Our exhibition opening at Oksasenkatu 11 was nice. A lot more people then I expected and mainly new faces. I’ll be on site to meet visitors for some glögi, sound lounging and fun. Dates: 18.-20.12 (12-18:00), 27.12 (12-18:00). Crossroads launch & seminar at SOLU went well too. Had the pleasure to meet Leena Valkeapää, she felt like a wild thinker. There were around 20 people at the event, which was just enough the make the space to feel crowded (at times). I got a lot of nice compliments on my talk on Earth Art Conservation.

20191011

Subscribed to Kusksu a mailing list for sound-art and spotted “Radigue” at Space for Free Arts curated by MIF. The event was a part of Äänen Lumo and offered performances by Clara de Asís & Lauri Hyvarinen, Enrico Malatesta and Thomas Ankersmit. Maletesta played Occam XXVI a composition by Éliane Radigue, which uses two bowed cymbals and a frame drum. The bow agitated the cymbals, forming drones and their resonation transferred between the plates over air. Occasionally Malatesta hover a drum membrane over the cymbals to pickup and amplify low tones. He used sound to play sound over air!

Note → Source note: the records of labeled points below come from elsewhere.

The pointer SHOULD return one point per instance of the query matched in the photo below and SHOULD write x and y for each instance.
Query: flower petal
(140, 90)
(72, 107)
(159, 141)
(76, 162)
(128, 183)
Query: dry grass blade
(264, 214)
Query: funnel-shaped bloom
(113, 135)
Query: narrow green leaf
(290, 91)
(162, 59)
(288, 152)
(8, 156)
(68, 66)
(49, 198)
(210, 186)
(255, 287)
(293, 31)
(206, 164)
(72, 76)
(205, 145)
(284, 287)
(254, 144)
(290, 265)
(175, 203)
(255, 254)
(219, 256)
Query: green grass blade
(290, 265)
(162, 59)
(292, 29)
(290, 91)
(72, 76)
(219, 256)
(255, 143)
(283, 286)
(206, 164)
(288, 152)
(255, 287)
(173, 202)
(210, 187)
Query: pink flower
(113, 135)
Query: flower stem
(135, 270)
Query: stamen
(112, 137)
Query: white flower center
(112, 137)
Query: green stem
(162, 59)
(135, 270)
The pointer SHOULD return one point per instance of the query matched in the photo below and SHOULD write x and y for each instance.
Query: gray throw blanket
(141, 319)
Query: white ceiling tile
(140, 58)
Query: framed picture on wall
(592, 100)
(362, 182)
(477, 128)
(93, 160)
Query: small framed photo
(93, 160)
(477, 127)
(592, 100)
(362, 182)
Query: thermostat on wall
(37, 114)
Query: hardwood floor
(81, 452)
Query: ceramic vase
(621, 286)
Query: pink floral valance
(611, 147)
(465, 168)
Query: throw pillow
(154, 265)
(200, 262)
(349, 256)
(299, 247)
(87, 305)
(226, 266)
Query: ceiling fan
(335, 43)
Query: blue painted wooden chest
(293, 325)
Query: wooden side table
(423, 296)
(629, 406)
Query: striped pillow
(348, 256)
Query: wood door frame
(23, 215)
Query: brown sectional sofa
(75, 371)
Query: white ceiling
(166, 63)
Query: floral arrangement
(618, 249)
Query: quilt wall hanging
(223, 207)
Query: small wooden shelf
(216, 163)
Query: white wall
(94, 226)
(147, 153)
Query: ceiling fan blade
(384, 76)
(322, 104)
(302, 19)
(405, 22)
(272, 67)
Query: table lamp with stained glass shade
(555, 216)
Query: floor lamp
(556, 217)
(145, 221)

Ankersmit performed “Perceptual Geography” (sample on soundcloud). It was really rewarding to see a serge modular live on stage. There were moments when it felt like he was playing every conceivable sound the same time. He was very loud and the performance was punctual. The execution of the piece felt like an academic study of noise. We were presented with tonal structures and spaces. They appeared abruptly, evolved and then suddenly crashed. It felt like the tones referred to nature. I couldn’t identify what I was listening but I could imagine hearing similar tones in a forest. I only recognize occasional square wave pulses in the beginning and the end of the set.

The piece is based on Ankersmits research on sound artist Maryanne Amacher. Particularly on her work concerning psychoacoustic phenomena and sound spatialization (recently popularized on youtube). During the gig I had the urge to tilt my head, so that I could avoid pain caused by a harsh drone tone. As I turned my head I felt a melody ringing inside my skull. I noticed other audience members bobbing their heads too. The experience was similar to the tingling which high resonance filter sweeps can cause. But this experience was more articulated, like an overtone melody which was forcefully positioned inside my head. The experience was a result of sound spatialization and this was the first time I hear it. I didn’t know it is possible to manipulate the spatial perception of the audience to this extent, let alone intentionally as a part of a performance!